Problem Statement
- For this assignment, you should take information from a relational database and migrate it to a NoSQL database of your own choosing.
- For the NoSQL database, you may use MongoDB (which we introduced in week 7), Neo4j, or another NoSQL database of your choosing.
- You should also briefly describe the advantages and disadvantages of storing the data in a relational database vs. your NoSQL database.
require(RCurl)
require(RJSONIO)
require(RNeo4j)
devtools::install_github("nicolewhite/RNeo4j")
install.packages('RNeo4j', repos="http://cran.rstudio.com/")
library(kableExtra)
For this assignment we used data from Assignment2 - In the week 2 assignemnt data for user reviews for movies ws collected and differnt tables were created to store the user information, survey and movies information.
Below is single Cypher query statement composed of multiple CREATE clauses.This query created Nodes with label Movies and its relationship with Reviewer. The following commands were ran in Neo4j browser.
CREATE (LegoMovie:Movie_607 {title:'Lego Movie2', genre:'Animation'})

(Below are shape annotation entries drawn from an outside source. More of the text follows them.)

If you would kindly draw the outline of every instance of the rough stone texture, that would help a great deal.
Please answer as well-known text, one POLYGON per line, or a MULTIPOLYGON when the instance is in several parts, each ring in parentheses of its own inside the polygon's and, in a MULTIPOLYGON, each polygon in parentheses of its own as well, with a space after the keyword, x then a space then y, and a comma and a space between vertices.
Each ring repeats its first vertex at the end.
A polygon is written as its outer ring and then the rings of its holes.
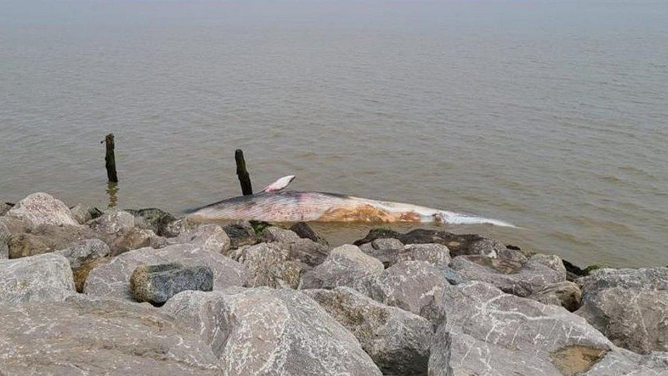
POLYGON ((63 256, 0 260, 0 304, 61 301, 74 292, 70 263, 63 256))
POLYGON ((186 291, 162 310, 209 341, 224 375, 381 375, 352 334, 297 291, 186 291))
POLYGON ((306 222, 297 222, 290 226, 290 229, 294 231, 300 238, 309 239, 322 245, 329 245, 326 239, 311 228, 311 226, 306 222))
POLYGON ((3 375, 220 375, 196 334, 144 305, 75 296, 0 308, 3 375))
POLYGON ((15 231, 8 242, 10 258, 32 256, 63 249, 86 239, 105 240, 106 236, 84 226, 40 225, 28 230, 15 231))
POLYGON ((258 236, 260 242, 292 242, 300 239, 298 235, 288 229, 270 226, 264 229, 258 236))
POLYGON ((70 267, 75 269, 88 260, 109 255, 111 250, 106 243, 99 239, 85 239, 54 253, 64 256, 69 261, 70 267))
POLYGON ((426 261, 434 266, 447 266, 450 262, 450 250, 439 244, 411 244, 396 256, 396 261, 426 261))
POLYGON ((159 236, 170 237, 177 236, 170 231, 169 225, 177 218, 160 209, 149 208, 147 209, 127 209, 126 212, 135 216, 135 221, 142 225, 142 227, 150 229, 159 236))
POLYGON ((94 231, 112 234, 122 229, 133 227, 135 217, 123 210, 107 210, 99 217, 88 222, 88 225, 94 231))
POLYGON ((142 265, 130 277, 130 290, 136 301, 162 305, 181 291, 211 291, 214 273, 207 266, 184 266, 180 264, 142 265))
POLYGON ((388 305, 426 317, 443 318, 438 308, 443 289, 450 286, 437 268, 426 261, 404 261, 385 269, 374 280, 369 293, 388 305))
POLYGON ((543 304, 561 305, 572 312, 580 308, 582 301, 582 292, 576 284, 564 281, 548 284, 543 290, 534 292, 527 297, 543 304))
POLYGON ((205 224, 185 232, 176 238, 167 239, 170 244, 192 244, 218 253, 224 253, 230 249, 230 238, 225 231, 218 225, 205 224))
POLYGON ((248 286, 297 288, 302 273, 310 268, 294 258, 290 249, 280 242, 245 245, 229 252, 250 271, 248 286))
POLYGON ((381 238, 359 246, 362 252, 381 260, 387 268, 396 263, 397 255, 404 250, 404 243, 394 238, 381 238))
POLYGON ((92 270, 84 292, 131 300, 130 277, 137 266, 172 262, 208 266, 214 272, 214 290, 245 286, 248 277, 243 265, 220 253, 192 245, 170 245, 160 249, 147 247, 119 255, 108 264, 92 270))
POLYGON ((384 374, 426 373, 433 332, 426 318, 348 287, 303 292, 355 335, 384 374))
POLYGON ((239 248, 242 245, 253 245, 257 242, 255 230, 248 221, 237 221, 222 227, 231 242, 231 247, 239 248))
POLYGON ((404 244, 437 243, 446 246, 452 257, 461 255, 482 255, 496 258, 507 249, 501 242, 474 234, 458 234, 427 229, 416 229, 406 234, 384 229, 374 229, 355 245, 372 242, 380 238, 394 238, 404 244))
POLYGON ((447 320, 431 347, 429 374, 574 375, 614 345, 561 307, 477 281, 444 290, 447 320))
POLYGON ((469 255, 458 256, 450 267, 465 278, 491 284, 505 292, 528 297, 548 284, 566 280, 566 271, 556 255, 534 255, 526 263, 469 255))
POLYGON ((40 225, 79 225, 66 205, 41 192, 29 195, 18 201, 6 215, 21 219, 32 228, 40 225))
POLYGON ((366 291, 373 277, 383 271, 383 263, 359 247, 344 245, 332 250, 318 266, 304 273, 300 288, 334 288, 347 286, 366 291))
POLYGON ((621 349, 608 352, 584 373, 586 376, 665 376, 668 375, 668 353, 641 355, 621 349))
POLYGON ((70 209, 72 216, 79 225, 85 225, 89 221, 102 215, 102 212, 94 206, 87 206, 81 203, 70 209))
POLYGON ((668 351, 668 268, 598 269, 577 281, 584 294, 576 313, 615 344, 668 351))

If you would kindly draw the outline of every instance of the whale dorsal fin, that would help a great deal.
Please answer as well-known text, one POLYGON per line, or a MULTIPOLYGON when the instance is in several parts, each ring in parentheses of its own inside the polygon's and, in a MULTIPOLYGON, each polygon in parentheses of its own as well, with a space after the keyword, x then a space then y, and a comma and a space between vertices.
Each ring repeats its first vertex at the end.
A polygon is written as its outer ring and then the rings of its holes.
POLYGON ((271 184, 264 187, 262 192, 278 192, 290 185, 290 184, 294 180, 294 177, 295 176, 294 175, 284 176, 276 181, 274 181, 271 184))

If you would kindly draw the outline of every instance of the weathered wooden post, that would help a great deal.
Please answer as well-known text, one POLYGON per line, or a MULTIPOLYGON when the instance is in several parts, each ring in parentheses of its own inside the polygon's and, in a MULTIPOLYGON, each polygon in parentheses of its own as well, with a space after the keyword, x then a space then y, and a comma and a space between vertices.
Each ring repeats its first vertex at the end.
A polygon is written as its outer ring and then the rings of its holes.
POLYGON ((253 186, 250 185, 250 176, 246 170, 246 161, 244 160, 244 152, 237 149, 234 152, 234 160, 237 162, 237 176, 241 184, 241 191, 244 196, 253 195, 253 186))
POLYGON ((114 134, 110 133, 105 137, 107 153, 105 155, 105 166, 107 168, 107 179, 110 183, 118 183, 118 175, 116 173, 116 157, 114 155, 114 134))

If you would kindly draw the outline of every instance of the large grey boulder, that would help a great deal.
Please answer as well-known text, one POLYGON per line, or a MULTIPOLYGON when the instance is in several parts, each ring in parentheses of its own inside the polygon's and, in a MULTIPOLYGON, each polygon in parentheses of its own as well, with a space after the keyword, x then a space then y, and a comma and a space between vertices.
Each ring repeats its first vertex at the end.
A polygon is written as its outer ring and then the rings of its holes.
POLYGON ((70 263, 62 255, 0 260, 0 304, 57 301, 74 293, 70 263))
POLYGON ((303 292, 355 335, 384 374, 426 374, 433 331, 426 318, 348 287, 303 292))
POLYGON ((146 305, 78 295, 0 306, 0 323, 3 375, 221 374, 196 333, 146 305))
POLYGON ((186 291, 162 310, 201 334, 224 375, 381 375, 352 334, 297 291, 186 291))
POLYGON ((435 325, 443 319, 439 307, 448 279, 426 261, 403 261, 373 279, 367 294, 374 299, 420 315, 435 325))
POLYGON ((444 290, 447 320, 431 347, 429 374, 575 375, 615 346, 561 307, 480 281, 444 290))
POLYGON ((123 229, 133 227, 135 217, 124 210, 106 210, 102 215, 88 223, 94 231, 111 235, 123 229))
POLYGON ((21 219, 32 228, 40 225, 79 225, 66 205, 41 192, 29 195, 18 201, 6 215, 21 219))
POLYGON ((70 267, 75 269, 88 260, 108 256, 111 254, 111 250, 106 243, 99 239, 84 239, 53 253, 64 256, 70 262, 70 267))
POLYGON ((304 273, 300 288, 334 288, 347 286, 368 290, 374 276, 383 273, 383 263, 359 247, 344 245, 332 250, 318 266, 304 273))
POLYGON ((577 281, 584 295, 576 313, 615 344, 668 351, 668 268, 600 269, 577 281))
POLYGON ((296 289, 299 287, 302 273, 310 268, 292 257, 290 249, 284 243, 245 245, 231 251, 228 255, 249 271, 249 287, 296 289))
POLYGON ((469 255, 454 258, 450 267, 465 278, 491 284, 518 297, 528 297, 549 284, 566 280, 566 270, 555 255, 534 255, 524 263, 469 255))
POLYGON ((132 300, 130 277, 135 268, 142 265, 169 263, 208 266, 214 272, 214 290, 245 286, 248 277, 243 265, 209 249, 192 245, 171 245, 159 249, 146 247, 119 255, 108 264, 90 271, 84 292, 132 300))
POLYGON ((543 290, 533 292, 527 297, 543 304, 561 305, 572 312, 580 308, 582 300, 582 292, 577 284, 564 281, 556 284, 548 284, 543 290))
POLYGON ((135 301, 162 305, 181 291, 211 291, 214 273, 207 266, 158 264, 138 266, 130 277, 130 290, 135 301))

CREATE (Laura:Person_607 {name:'Laura Belcher', age:35 , gender:'F'})
CREATE (Elyse:Person_607 {name:'Elyse Johns', age:43 , gender:'F'})

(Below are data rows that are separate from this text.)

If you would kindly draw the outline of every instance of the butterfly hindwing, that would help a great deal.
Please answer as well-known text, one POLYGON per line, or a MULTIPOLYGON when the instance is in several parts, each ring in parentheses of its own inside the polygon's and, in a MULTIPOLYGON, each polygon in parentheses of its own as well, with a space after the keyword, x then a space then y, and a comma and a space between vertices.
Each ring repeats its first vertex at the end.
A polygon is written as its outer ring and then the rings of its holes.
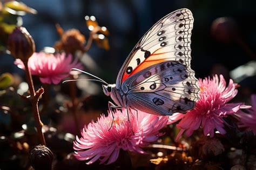
POLYGON ((177 62, 150 66, 124 82, 129 87, 127 104, 151 114, 185 113, 194 107, 198 98, 194 74, 177 62))
POLYGON ((129 77, 165 61, 179 62, 190 69, 190 37, 193 18, 183 9, 158 22, 142 37, 123 65, 117 79, 119 88, 129 77))

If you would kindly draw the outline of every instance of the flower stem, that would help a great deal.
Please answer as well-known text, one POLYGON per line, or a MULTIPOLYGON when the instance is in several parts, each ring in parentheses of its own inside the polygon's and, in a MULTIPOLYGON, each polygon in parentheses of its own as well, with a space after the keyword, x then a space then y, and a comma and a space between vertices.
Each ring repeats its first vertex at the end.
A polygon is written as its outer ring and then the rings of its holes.
POLYGON ((40 119, 38 105, 39 99, 41 97, 42 94, 44 93, 44 89, 41 87, 36 92, 36 93, 35 92, 33 80, 32 79, 31 73, 29 70, 28 65, 28 61, 23 61, 23 63, 25 68, 26 81, 29 84, 29 89, 30 92, 30 96, 29 97, 29 99, 32 104, 32 111, 34 114, 36 128, 37 130, 37 133, 39 135, 40 143, 42 145, 46 145, 44 136, 43 134, 43 132, 42 131, 42 128, 44 124, 42 123, 40 119))
MULTIPOLYGON (((72 79, 76 79, 75 76, 71 75, 72 79)), ((79 123, 77 115, 77 91, 76 91, 76 83, 75 81, 70 82, 70 97, 71 98, 72 102, 72 111, 73 113, 73 117, 74 119, 75 124, 76 126, 76 132, 77 135, 79 134, 79 123)))

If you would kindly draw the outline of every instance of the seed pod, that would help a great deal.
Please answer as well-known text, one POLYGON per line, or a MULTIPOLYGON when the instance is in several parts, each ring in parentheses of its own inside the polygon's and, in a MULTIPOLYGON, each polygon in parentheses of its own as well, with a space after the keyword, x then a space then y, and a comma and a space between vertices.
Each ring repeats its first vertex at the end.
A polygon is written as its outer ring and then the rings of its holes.
POLYGON ((24 27, 16 27, 9 36, 7 44, 11 55, 23 62, 28 61, 35 52, 35 42, 24 27))

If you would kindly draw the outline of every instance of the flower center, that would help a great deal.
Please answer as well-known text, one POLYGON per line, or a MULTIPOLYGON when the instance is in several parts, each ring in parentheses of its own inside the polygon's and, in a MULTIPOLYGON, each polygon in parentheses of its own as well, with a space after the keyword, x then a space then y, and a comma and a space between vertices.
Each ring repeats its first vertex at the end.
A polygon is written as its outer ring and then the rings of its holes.
POLYGON ((120 117, 114 118, 113 124, 116 126, 119 126, 121 124, 125 123, 126 121, 126 118, 125 117, 120 117))

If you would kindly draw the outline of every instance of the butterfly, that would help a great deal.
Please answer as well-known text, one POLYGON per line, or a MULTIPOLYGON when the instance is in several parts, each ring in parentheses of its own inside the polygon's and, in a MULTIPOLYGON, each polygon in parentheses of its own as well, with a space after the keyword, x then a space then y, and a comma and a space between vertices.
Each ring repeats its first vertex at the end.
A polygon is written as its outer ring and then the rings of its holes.
POLYGON ((128 108, 132 108, 171 115, 194 107, 199 90, 190 67, 193 23, 187 9, 176 10, 159 21, 133 48, 115 84, 85 72, 106 84, 102 85, 103 91, 116 104, 109 102, 109 107, 126 108, 127 113, 128 108))

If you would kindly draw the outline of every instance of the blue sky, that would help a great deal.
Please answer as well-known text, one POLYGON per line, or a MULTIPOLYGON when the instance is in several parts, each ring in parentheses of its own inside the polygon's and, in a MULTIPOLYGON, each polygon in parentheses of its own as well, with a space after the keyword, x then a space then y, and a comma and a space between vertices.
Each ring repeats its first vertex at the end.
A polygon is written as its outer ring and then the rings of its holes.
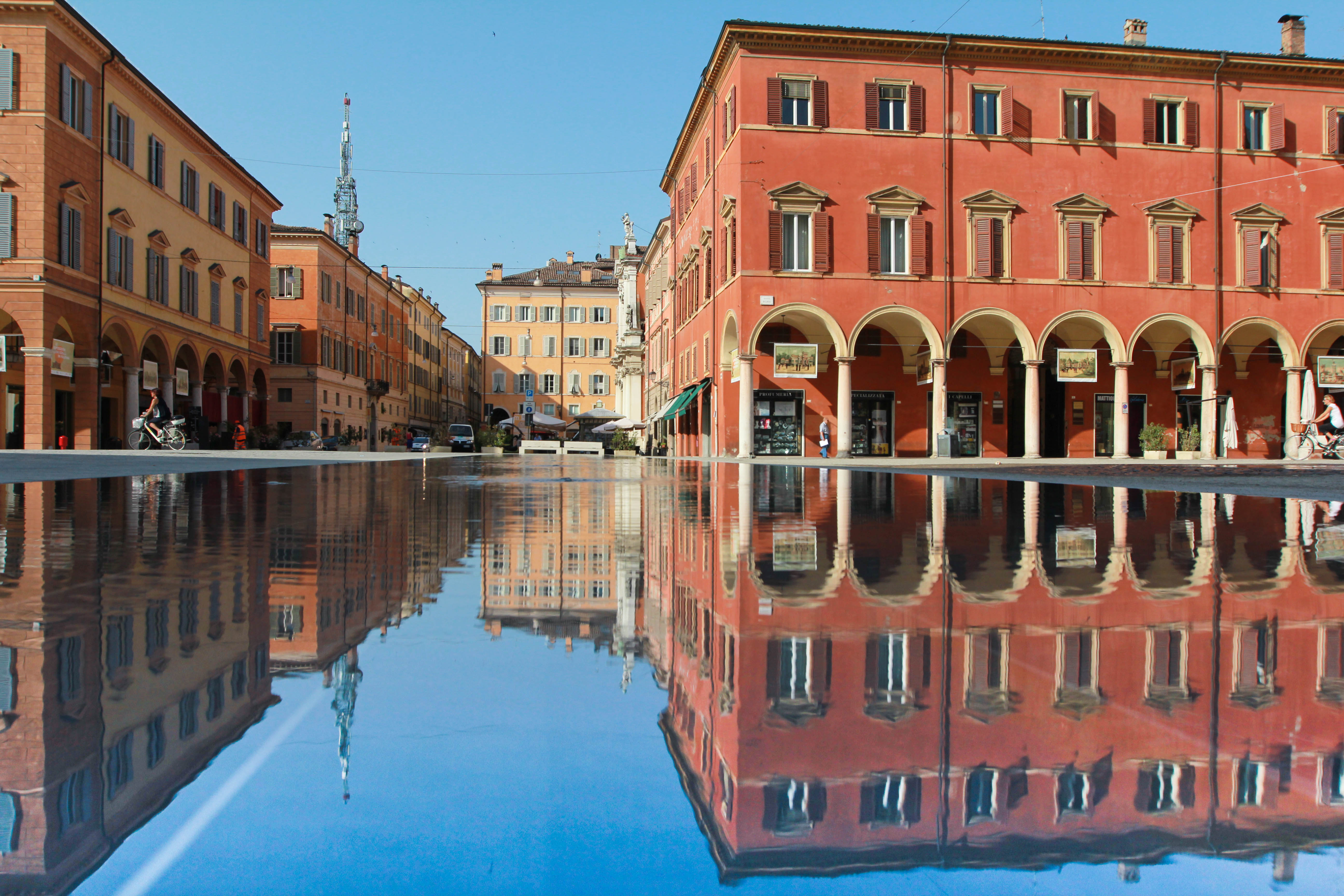
MULTIPOLYGON (((724 19, 1042 34, 1040 0, 75 5, 247 160, 285 203, 282 223, 317 226, 332 211, 348 91, 360 255, 429 289, 473 343, 473 283, 492 262, 513 271, 566 250, 605 254, 622 212, 648 238, 667 212, 659 173, 724 19), (634 173, 531 176, 554 172, 634 173)), ((1118 42, 1124 20, 1141 17, 1153 44, 1277 52, 1285 12, 1308 16, 1308 52, 1344 56, 1337 1, 1046 0, 1044 31, 1118 42)))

CREATE (Thomas:Person_607 {name:'Thomas Cook', age:20 , gender:'M'})
CREATE (David:Person_607 {name:'David schummer', age:65 , gender:'M'})

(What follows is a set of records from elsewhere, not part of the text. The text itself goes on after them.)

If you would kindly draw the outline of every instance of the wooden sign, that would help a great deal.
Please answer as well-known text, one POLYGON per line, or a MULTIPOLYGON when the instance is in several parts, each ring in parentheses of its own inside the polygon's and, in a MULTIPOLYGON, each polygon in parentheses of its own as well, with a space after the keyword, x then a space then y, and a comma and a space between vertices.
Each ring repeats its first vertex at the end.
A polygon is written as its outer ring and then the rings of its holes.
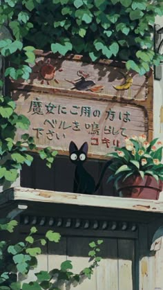
MULTIPOLYGON (((127 75, 121 64, 39 55, 31 78, 12 82, 12 92, 37 145, 68 154, 71 141, 79 147, 87 141, 90 157, 105 158, 126 136, 151 135, 151 77, 127 75)), ((18 131, 17 140, 23 133, 18 131)))

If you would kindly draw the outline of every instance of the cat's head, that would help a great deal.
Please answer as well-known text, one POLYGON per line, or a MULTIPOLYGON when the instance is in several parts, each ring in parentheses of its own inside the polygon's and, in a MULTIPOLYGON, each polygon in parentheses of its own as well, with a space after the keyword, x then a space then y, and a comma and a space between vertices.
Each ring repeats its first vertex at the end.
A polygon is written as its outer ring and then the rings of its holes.
POLYGON ((88 145, 87 142, 84 142, 80 149, 78 149, 76 144, 73 141, 71 141, 69 146, 70 159, 71 162, 77 164, 86 161, 88 149, 88 145))

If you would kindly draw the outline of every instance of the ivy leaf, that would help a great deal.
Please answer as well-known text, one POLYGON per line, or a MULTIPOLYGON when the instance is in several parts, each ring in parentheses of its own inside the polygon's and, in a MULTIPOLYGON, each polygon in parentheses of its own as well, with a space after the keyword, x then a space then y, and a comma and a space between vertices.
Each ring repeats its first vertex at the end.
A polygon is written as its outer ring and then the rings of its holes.
POLYGON ((144 15, 144 13, 142 11, 136 9, 135 10, 131 11, 130 12, 130 19, 131 20, 136 20, 140 19, 142 18, 144 15))
POLYGON ((5 176, 5 172, 6 172, 6 168, 4 167, 0 167, 0 179, 3 177, 5 176))
POLYGON ((111 45, 110 45, 109 49, 112 54, 116 56, 119 51, 118 44, 117 42, 113 42, 111 45))
POLYGON ((35 8, 34 0, 23 0, 22 4, 29 10, 32 11, 35 8))
POLYGON ((58 243, 61 239, 61 235, 59 233, 54 233, 52 230, 48 230, 46 234, 46 237, 50 242, 58 243))
POLYGON ((30 120, 23 115, 19 115, 16 123, 16 127, 28 129, 30 124, 30 120))
POLYGON ((95 256, 95 254, 96 254, 96 253, 95 253, 95 251, 90 251, 89 253, 88 253, 88 256, 94 257, 94 256, 95 256))
POLYGON ((20 282, 14 282, 10 285, 12 290, 21 290, 21 286, 20 282))
POLYGON ((106 34, 108 37, 110 37, 110 36, 111 36, 113 32, 111 30, 104 30, 104 33, 106 34))
POLYGON ((72 262, 68 260, 61 264, 61 269, 63 271, 66 271, 68 269, 73 269, 72 262))
POLYGON ((14 161, 17 161, 18 163, 23 163, 25 161, 25 157, 22 156, 20 153, 12 153, 11 154, 11 158, 14 161))
POLYGON ((76 8, 79 8, 79 7, 82 6, 83 1, 82 0, 75 0, 73 4, 76 8))
POLYGON ((45 246, 46 244, 46 240, 44 239, 41 239, 40 242, 42 246, 45 246))
POLYGON ((30 244, 33 244, 34 243, 34 238, 29 235, 29 236, 26 237, 26 241, 28 242, 30 244))
POLYGON ((28 264, 27 262, 30 261, 31 257, 29 255, 18 254, 12 257, 19 272, 25 273, 27 272, 28 264))
POLYGON ((6 228, 7 230, 9 233, 13 233, 15 226, 17 226, 17 224, 18 224, 17 221, 15 221, 15 219, 12 219, 12 221, 9 221, 7 224, 7 228, 6 228))
POLYGON ((97 244, 98 245, 101 245, 102 244, 103 244, 104 241, 102 239, 98 239, 97 240, 97 244))
POLYGON ((41 288, 37 282, 30 282, 23 284, 22 290, 41 290, 41 288))
POLYGON ((139 66, 133 60, 128 60, 128 62, 126 64, 126 66, 128 71, 129 71, 130 69, 133 69, 133 71, 137 71, 137 73, 140 72, 139 66))
POLYGON ((0 115, 3 118, 9 118, 13 112, 13 109, 10 107, 0 107, 0 115))
POLYGON ((84 28, 80 28, 79 30, 79 35, 81 36, 81 37, 84 37, 86 35, 86 30, 84 28))
POLYGON ((12 29, 15 38, 18 40, 21 38, 20 24, 17 21, 13 21, 9 24, 10 28, 12 29))
POLYGON ((35 226, 32 226, 32 228, 30 228, 30 233, 32 234, 35 234, 37 232, 37 230, 35 226))
POLYGON ((18 15, 18 20, 19 21, 27 23, 29 19, 30 19, 29 15, 26 12, 21 11, 18 15))
POLYGON ((82 272, 88 279, 90 279, 92 270, 90 268, 85 268, 82 272))
POLYGON ((8 3, 9 6, 14 7, 17 2, 17 0, 5 0, 6 3, 8 3))
POLYGON ((17 170, 16 169, 11 169, 6 170, 4 174, 5 179, 8 181, 15 181, 18 176, 17 170))
POLYGON ((117 174, 119 172, 124 172, 124 171, 130 171, 130 170, 131 170, 131 169, 129 168, 127 165, 122 165, 115 172, 115 175, 117 174))
POLYGON ((132 0, 120 0, 120 3, 123 6, 128 7, 132 3, 132 0))
POLYGON ((150 56, 144 51, 138 51, 136 53, 136 56, 142 60, 144 62, 150 62, 151 60, 150 56))
POLYGON ((95 242, 92 242, 91 243, 90 243, 90 244, 89 244, 89 246, 90 246, 90 248, 95 248, 96 244, 95 244, 95 242))
POLYGON ((89 56, 93 62, 95 62, 98 57, 95 55, 93 52, 89 53, 89 56))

CREATE (Chris:Person_607 {name:'Chris Hendry', age:10 , gender:'M'})
CREATE (Jason:Person_607 {name:'Jason Beans', age:29 , gender:'M'})
CREATE (Harshaan:Person_607 {name:'Krisha Malhotra', age:4 , gender:'F'})
CREATE (Kyle:Person_607 {name:'Kyle Jener', age:15 , gender:'F'})
CREATE
(Laura)-[:Average {rating:['Average']}]->(LegoMovie),
(Elyse)-[:Poor {rating:['Poor']}]->(LegoMovie),
(Thomas)-[:Poor {rating:['Poor']}]->(LegoMovie),
(David)-[:Average {rating:['Average']}]->(LegoMovie),
(Chris)-[:Exceptional {rating:['Exceptional']}]->(LegoMovie),
(Jason)-[:Good {rating:['Good']}]->(LegoMovie),
(Harshaan)-[:Exceptional {rating:['Exceptional']}]->(LegoMovie),
(Kyle)-[:NotInterested {rating:['Not Interested']}]->(LegoMovie)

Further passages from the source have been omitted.